- Route of the Old Bed of Waipawa River
- Native name: Waipawa (Māori)

Location
- Country: New Zealand
- Island: North Island
- Region: Hawke's Bay
- District: Central Hawke's Bay

Physical characteristics
- Source: Coronation Park stop bank
- • location: Waipawa
- • coordinates: 39°57′58″S 176°38′17″E﻿ / ﻿39.96607°S 176.63801°E
- Mouth: Papanui Stream
- • coordinates: 39°54′07″S 176°39′41″E﻿ / ﻿39.9019°S 176.6613°E

Basin features
- Progression: Old Bed of Waipawa River → Papanui Stream → Tukituki River → Tukituki Estuary → Hawke Bay → Pacific Ocean
- Bridges: Tod Road Bridge, Old Riverbed Bridge (Elsthorpe Road)

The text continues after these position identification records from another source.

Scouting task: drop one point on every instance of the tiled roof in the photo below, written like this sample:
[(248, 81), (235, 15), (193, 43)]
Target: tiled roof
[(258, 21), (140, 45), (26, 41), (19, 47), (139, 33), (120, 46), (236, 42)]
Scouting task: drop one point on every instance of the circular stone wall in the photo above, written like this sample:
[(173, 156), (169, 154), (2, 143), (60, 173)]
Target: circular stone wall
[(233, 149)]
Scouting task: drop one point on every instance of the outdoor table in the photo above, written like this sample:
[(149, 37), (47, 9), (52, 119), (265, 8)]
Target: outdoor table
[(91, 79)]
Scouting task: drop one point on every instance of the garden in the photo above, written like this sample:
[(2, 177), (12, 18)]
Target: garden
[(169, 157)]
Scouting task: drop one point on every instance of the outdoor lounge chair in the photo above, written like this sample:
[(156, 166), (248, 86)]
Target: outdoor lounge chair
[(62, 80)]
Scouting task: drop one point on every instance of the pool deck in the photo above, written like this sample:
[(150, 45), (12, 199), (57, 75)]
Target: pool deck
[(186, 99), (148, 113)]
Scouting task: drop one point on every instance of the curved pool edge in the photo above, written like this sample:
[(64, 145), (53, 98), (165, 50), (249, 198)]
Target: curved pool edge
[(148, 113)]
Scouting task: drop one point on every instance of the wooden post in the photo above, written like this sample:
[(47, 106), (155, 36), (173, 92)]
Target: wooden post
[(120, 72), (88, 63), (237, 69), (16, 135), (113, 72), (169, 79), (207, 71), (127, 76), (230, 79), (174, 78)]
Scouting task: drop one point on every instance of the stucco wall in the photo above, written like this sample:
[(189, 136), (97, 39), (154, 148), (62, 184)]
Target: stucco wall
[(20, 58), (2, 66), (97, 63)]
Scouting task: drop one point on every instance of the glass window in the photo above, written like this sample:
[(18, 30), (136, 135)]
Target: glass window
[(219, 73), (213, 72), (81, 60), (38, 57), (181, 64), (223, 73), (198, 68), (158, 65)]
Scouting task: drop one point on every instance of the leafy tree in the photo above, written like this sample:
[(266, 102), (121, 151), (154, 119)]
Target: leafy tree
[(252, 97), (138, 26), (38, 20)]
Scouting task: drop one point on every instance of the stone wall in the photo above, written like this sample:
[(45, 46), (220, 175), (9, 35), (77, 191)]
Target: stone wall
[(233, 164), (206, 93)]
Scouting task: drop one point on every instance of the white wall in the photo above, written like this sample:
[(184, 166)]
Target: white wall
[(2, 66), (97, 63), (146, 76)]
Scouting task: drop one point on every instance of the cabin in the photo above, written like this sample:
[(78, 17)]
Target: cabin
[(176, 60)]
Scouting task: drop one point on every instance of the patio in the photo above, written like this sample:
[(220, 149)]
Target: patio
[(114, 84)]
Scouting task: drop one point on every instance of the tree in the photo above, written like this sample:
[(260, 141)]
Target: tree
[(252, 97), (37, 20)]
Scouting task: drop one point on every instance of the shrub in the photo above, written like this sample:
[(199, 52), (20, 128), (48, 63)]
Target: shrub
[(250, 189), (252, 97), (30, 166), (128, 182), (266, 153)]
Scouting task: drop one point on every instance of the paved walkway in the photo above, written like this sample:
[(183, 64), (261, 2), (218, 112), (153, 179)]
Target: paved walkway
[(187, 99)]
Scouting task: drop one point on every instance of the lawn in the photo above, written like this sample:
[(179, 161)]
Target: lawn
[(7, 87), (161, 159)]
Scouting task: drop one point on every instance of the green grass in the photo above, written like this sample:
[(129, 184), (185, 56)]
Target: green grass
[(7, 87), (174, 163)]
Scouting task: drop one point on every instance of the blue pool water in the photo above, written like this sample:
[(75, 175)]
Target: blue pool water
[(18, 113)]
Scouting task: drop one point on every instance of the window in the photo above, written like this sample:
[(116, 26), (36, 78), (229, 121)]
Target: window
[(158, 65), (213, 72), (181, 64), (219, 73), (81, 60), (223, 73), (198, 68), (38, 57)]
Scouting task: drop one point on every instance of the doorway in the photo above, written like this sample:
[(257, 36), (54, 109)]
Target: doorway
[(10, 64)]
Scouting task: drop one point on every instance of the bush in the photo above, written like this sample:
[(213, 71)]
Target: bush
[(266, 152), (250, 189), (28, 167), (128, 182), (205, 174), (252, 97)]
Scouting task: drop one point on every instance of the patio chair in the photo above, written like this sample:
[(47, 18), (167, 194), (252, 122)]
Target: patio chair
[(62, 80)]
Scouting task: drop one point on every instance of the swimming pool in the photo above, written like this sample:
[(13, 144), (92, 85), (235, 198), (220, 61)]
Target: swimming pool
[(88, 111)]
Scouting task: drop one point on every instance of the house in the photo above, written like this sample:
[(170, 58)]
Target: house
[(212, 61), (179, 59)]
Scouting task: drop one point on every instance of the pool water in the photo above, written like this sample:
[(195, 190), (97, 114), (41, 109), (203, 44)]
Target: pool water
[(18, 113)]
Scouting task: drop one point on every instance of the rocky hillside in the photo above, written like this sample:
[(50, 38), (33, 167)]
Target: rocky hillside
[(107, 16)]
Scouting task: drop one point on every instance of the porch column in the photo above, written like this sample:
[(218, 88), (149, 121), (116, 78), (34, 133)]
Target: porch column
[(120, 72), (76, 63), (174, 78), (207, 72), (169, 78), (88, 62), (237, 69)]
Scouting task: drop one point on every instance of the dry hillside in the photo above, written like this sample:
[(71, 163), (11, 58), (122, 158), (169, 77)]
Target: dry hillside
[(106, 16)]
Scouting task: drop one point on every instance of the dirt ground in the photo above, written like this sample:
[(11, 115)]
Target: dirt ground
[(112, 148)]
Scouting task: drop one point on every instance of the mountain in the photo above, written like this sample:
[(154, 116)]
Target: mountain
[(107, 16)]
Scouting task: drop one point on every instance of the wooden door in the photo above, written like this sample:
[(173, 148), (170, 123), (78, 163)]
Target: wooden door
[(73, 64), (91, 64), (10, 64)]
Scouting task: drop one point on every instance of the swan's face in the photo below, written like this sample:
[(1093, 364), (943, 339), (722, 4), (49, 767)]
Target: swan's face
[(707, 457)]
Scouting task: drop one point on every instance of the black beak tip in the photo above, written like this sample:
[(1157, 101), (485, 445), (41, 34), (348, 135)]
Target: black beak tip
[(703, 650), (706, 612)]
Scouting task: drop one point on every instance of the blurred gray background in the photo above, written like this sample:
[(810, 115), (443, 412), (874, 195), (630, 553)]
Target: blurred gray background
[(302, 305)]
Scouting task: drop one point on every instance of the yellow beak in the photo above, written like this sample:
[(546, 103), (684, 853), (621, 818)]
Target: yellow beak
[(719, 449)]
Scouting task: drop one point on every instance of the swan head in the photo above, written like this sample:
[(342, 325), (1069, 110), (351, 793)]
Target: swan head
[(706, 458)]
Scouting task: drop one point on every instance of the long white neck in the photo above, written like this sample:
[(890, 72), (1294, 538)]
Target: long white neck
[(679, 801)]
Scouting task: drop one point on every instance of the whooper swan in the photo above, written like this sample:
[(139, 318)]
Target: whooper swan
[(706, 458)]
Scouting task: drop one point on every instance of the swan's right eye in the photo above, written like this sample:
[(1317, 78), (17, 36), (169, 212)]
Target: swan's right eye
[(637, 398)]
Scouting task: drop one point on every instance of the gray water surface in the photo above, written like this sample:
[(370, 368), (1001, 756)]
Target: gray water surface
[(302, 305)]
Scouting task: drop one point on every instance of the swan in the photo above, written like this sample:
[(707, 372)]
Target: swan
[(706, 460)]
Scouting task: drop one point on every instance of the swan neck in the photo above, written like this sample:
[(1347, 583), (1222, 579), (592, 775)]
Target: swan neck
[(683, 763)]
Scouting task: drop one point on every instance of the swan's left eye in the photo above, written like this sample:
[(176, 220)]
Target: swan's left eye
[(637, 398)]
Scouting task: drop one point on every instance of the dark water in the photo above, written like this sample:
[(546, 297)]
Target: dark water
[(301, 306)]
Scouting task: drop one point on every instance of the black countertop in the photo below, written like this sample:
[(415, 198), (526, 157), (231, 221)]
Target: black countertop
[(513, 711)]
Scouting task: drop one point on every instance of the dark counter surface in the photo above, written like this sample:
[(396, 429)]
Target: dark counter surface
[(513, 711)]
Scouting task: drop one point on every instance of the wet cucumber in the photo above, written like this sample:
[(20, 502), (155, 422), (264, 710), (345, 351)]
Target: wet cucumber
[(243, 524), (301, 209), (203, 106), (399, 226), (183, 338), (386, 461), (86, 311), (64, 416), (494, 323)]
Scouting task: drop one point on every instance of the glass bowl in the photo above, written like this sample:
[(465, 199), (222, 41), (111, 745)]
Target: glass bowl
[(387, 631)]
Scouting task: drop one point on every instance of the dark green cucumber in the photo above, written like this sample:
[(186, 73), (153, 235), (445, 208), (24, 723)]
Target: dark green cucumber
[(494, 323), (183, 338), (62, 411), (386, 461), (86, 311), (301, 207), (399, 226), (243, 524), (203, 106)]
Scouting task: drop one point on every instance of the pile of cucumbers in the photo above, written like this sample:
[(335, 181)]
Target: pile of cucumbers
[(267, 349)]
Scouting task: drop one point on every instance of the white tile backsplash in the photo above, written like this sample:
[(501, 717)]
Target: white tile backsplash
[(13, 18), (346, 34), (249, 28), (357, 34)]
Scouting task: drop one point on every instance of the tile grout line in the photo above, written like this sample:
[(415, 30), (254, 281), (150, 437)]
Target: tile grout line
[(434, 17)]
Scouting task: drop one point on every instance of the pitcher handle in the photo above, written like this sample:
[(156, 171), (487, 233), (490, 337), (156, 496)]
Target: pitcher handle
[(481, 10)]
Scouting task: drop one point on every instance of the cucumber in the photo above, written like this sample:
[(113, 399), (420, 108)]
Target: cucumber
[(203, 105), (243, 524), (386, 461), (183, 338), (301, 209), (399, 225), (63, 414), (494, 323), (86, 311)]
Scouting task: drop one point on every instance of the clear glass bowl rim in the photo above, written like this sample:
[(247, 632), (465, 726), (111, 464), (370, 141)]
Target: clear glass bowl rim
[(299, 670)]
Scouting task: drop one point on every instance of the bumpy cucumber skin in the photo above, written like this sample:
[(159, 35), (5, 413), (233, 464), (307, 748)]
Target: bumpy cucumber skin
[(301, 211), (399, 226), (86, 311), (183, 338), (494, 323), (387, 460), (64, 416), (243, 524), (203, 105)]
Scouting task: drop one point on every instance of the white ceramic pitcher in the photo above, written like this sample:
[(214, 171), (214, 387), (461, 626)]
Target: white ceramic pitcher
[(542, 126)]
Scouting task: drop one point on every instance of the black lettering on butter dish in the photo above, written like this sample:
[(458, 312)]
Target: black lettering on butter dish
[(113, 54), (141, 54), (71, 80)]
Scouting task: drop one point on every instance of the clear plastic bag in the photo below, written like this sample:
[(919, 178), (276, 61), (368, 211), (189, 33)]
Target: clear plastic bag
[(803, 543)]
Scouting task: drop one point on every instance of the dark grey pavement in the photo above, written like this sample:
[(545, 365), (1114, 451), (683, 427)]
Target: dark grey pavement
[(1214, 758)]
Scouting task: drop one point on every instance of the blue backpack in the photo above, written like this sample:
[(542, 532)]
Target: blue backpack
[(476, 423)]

= Old Bed of Waipawa River =

River in the Hawke's Bay Region, New Zealand

The Old Bed of Waipawa River is a river of the Hawke's Bay region of New Zealand's North Island. It flows roughly parallel with and north of the Waipawa River, which it almost meets to the east of Waipawa. It flows into the Tukituki River via the Papanui Stream, south west of Lake Poukawa. The Waipawa changed its course during a flood in 1868. In the Cyclone Gabrielle event of February 2023 the flooded river broke its banks south of Waipapa town and reverted to its old bed, causing significant damage to farms and property. The Coronation Park stop bank in Waipawa was repaired on 16 February 2023, returning the Waipawa to its post 1868 course.